Two degrees below freezing, and the sky an almost uniform white except for a wrinkling in the east, like the brow of a corpse. Two crows.
American crow
Jays, crows, and a raven: the solstice soundtrack. When I open my laptop, a red bead of a ladybug is huddled among the black keys.
Christmas Bird Count! Crow, junco, white-throated sparrow. Three chickadees, two nuthatches and a cardinal. Nothing in the damn pear tree.
An inversion layer brings freight train and traffic noise to mix with rustling leaves, crow scold-calls, a chipmunk’s metronome. My music.
The grass darkened by rain in the wee hours. Two crows gad about like a human couple united by their harsh disapproval of the same things.
The tips of daffodil sprouts around the broken dog statue are starting to look a little worse for wear.

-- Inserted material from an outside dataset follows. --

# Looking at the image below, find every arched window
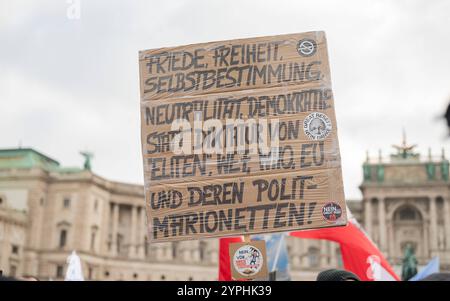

The sound of a distant mob of crows.
Dialogue or mere coincidence? A crow calling from the ridge is answered syllable for syllable by a red-bellied woodpecker in the yard.
Two crows chasing a third from their territory stop in the woods above the house, the sun glistening on their glossy backs and wings.
In the midst of a near white-out, a crow caws, and the chickadees keep twittering. I shake snow from a tissue to blow my nose.
A junco separated from its flock chirps noisily in the lilac. At the edge of the field, two crows do their frantic best to gin up a mob.
A faint dust of frost on the old goldenrod stalks along the creek. A crow chases a crow, yells breaking in the middle like a boy at puberty.
At mid-morning, before the snow starts its quiet infiltration, before the hard knuckles of sleet, the distant hysteria of a mob of crows.
Crow talks to crow in crow-talk, says “Crow!” The third crow says “Eat!” (It is just warm enough for carrion to be carried off.)
Overcast and cold. Wind hissing in the dry goldenrod and rattling the half-bare crowns of the oaks. A distant crow.